Overview
The garage loft will serve as the primary home theater space. This document covers the infrastructure and equipment planning for theater seating, bass shakers, and the electrical/low-voltage rough-in required during framing — before insulation and drywall close the walls.

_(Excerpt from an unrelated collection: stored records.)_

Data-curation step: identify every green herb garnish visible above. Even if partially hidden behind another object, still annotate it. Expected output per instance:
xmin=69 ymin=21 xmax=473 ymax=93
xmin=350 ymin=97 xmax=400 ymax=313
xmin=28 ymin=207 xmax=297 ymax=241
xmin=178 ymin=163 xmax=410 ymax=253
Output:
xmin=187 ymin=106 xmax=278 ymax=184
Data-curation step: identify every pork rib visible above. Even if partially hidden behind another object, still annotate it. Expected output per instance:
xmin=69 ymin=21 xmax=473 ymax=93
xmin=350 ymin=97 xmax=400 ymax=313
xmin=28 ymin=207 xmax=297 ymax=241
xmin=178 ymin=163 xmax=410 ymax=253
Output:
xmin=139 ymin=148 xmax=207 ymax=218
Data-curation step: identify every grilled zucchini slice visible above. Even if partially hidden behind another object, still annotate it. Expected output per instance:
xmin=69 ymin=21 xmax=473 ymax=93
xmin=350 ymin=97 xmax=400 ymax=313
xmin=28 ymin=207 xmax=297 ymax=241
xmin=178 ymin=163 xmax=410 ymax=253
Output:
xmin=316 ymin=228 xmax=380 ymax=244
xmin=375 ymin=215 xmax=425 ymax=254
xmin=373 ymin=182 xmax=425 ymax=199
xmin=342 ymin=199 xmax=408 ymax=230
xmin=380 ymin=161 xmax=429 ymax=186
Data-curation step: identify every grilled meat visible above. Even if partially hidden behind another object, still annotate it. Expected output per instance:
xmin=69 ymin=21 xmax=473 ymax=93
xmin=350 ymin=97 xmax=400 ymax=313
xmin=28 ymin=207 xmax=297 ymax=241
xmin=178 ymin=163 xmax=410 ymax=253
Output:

Source: ChatGPT Summary — Home Theater Seating + Bass Shaker Plan
Existing Equipment
The home theater system is built around an existing high-quality speaker package:
| Component | Model | Notes |
|---|---|---|
| Main speakers | Paradigm Studio 100s v3 | Floor-standing |
| Center channel | Paradigm Studio cc-609 v3 | |
| Surrounds | Paradigm Studio ADP v3 | Bipole/dipole |
| Rear speakers | Paradigm Studio 20’s v3 | Bookshelf |
| Processor | Anthem AVM 70 | 15.4-channel Dolby Atmos, dual sub outputs |
| Power amp | TBD (Anthem MCA 525 considered) | |
| Subwoofer | TBD (SVS SB-3000 considered) |
See Home Theater for full equipment reference.
Bass Shaker System
Selected System
Dual ButtKicker Advance + BKA300-4 amplifier
| Component | Qty | Purpose |
|---|---|---|
| ButtKicker Advance | 2 | Tactile transducers — one per recliner seat |
| BKA300-4 amplifier | 1 | Dedicated shaker amp (upgrade to 2 later if desired) |
Why This System
- Strong cinematic and gaming haptic impact
- Durable hardware with long lifespan (vs. built-in couch massage modules)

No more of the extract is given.